Colette Bryce is an award-winning poet from Northern Ireland. Born and brought up in Derry, she moved to England as a student in 1988 and settled in London for some years while starting out as a writer. She received the Eric Gregory Award for emerging poets in 1995. After a year teaching in Madrid, she took up a fellowship at Dundee University from 2002-05, and was subsequently appointed North East Literary Fellow at the universities of Newcastle and Durham. She currently lives in Newcastle upon Tyne where she works as a freelance writer and editor.

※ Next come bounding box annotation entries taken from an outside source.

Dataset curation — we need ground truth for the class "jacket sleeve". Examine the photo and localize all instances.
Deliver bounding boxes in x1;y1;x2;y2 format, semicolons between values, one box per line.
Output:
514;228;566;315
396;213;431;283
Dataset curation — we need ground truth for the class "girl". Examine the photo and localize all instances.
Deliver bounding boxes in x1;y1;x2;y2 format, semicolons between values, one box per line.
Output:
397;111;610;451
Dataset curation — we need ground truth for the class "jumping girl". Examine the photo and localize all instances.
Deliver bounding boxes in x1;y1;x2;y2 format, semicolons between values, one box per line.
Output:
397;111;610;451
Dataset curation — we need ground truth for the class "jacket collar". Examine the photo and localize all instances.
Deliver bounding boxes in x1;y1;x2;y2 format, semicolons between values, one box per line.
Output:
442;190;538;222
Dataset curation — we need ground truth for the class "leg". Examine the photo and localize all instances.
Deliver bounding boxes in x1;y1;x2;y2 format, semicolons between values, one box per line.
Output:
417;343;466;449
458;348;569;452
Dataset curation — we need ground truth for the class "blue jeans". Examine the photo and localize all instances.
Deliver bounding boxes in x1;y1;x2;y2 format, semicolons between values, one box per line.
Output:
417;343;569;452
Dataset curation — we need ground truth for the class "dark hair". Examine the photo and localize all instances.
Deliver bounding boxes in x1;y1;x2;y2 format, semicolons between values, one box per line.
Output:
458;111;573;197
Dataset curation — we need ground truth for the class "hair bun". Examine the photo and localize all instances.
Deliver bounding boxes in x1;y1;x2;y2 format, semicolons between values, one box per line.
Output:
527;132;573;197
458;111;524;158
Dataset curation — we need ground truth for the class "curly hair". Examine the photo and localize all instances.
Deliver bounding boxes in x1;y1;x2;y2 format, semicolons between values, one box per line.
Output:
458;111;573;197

Her first collection The Heel of Bernadette (2000) won the Aldeburgh Prize and the inaugural Strong Award for new Irish poets. She won first prize in the UK National Poetry Competition for the title poem of her second book, The Full Indian Rope Trick (2004), which was followed by Self-Portrait in the Dark in 2008. From 2009-2013 she was Poetry Editor for the journal Poetry London. Her latest collection The Whole & Rain-domed Universe (2014), which draws on her experience of growing up in Derry during the Troubles, received a special Christopher Ewart-Biggs Award in memory of Seamus Heaney. It was also shortlisted for the Forward Prize, the Costa Poetry Award, and the Roehampton Prize. Selected Poems, drawing on all her books, is a Poetry Book Society Special Commendation, Summer 2017.
In recent years, Colette has held writing fellowships at the universities of Manchester, Notre Dame and Trinity College Dublin, and was Research Associate on the AHRC funded Poetics of the Archive project at Newcastle University. She received the Cholmondeley Award for poetry in 2010.